Search code examples
c++cgccencoding

Why is wcrtomb ASCII-only?


On my system wcrtomb() appears to think "narrow multibyte representation" means "ASCII-only" even if I compile with -fexec-charset=utf-8. I was under the impression that -fexec-charset gcc flag controls the meaning of "narrow multibyte representation" and that wcrtomb converts from "wide character set" to "narrow multibyte representation". If "narrow multibyte representation" is utf-8 and "wide character set" is utf-32 than wcrtomb should convert from utf-32 to utf-8. I know the practical answer is probably to just use explicit utf-32 to utf-8 conversion instead of depending on "wide character set" and "narrow multibyte representation". I want to understand why this does not do what I expect.

#include <clocale>
#include <cwchar>
#include <iostream>
#include <string>
#include <vector>
#include <fstream>

int main() {
    wchar_t max = 0x10FFFF;
    std::vector<char> out(MB_CUR_MAX * max);
    char *end = &out[0];
    for(wchar_t c = 0; c < max; ++c) {
        std::mbstate_t state{};
        std::size_t ret = wcrtomb(end, c, &state);
    if(ret != static_cast<std::size_t>(-1)) {
        end += ret;
    }
    }
    std::ofstream outfile("out", std::ios::out | std::ios::binary); 
    outfile.write(&out[0], end - &out[0]);
    return 0;
}
(export LC_ALL=en_US.UTF-8; g++ -fwide-exec-charset=utf-32le -fexec-charset=utf-8 main.cpp && ./a.out && cat -v ./out && echo)
^@^A^B^C^D^E^F^G^H  
^K^L^M^N^O^P^Q^R^S^T^U^V^W^X^Y^Z^[^\^]^^^_ !"#$%&'()*+,-./0123456789:;<=>?@ABCDEFGHIJKLMNOPQRSTUVWXYZ[\]^_`abcdefghijklmnopqrstuvwxyz{|}~^?

What I tried:

  1. Setting -fexec-charset=utf-8 even though gcc documentation says this is the default
  2. Setting -fwide-exec-charset=utf-32le even though this appeared to already be the case
  3. Setting LC_ALL=en_US.UTF-8 both for compilation and for execution
  4. Compiling with clang instead of gcc (-fwide-exec-charset not supported, but printing __clang_wide_literal_encoding__ says UTF-32)

System info: Ubuntu 22.04.3 LTS g++ (Ubuntu 11.4.0-1ubuntu1~22.04) 11.4.0 Ubuntu clang version 14.0.0-1ubuntu1.1


Solution

  • Why is wcrtomb ASCII-only?

    Because the locale in your program is C. The initial locale of a C program at startup is C, which is ASCII. Conversion is locale dependent. If you want to inherit locale from the environment, use setlocale(LC_ALL, ""). See setlocale and locale.h documentation. The examples you linked to set the locale, your code does not.

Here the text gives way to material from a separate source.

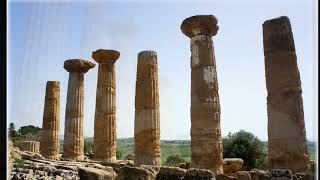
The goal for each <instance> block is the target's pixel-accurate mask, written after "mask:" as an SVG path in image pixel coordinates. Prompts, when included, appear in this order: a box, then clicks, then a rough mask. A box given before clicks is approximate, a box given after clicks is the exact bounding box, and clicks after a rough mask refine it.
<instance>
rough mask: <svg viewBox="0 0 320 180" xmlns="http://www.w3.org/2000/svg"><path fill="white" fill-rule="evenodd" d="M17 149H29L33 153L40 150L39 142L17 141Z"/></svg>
mask: <svg viewBox="0 0 320 180" xmlns="http://www.w3.org/2000/svg"><path fill="white" fill-rule="evenodd" d="M19 149H20V150H21V151H29V152H33V153H39V152H40V142H39V141H22V142H20V143H19Z"/></svg>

    -fexec-charset gcc flag controls the meaning of "narrow multibyte representation"

    No. -fexec-charset chooses the encoding the compiler uses to convert string literals "π" in the source code to binary code. Same with -fwide-exec-charset, but for L"π" wide literals. The C standard library function choose multibyte character encoding depending on the locale.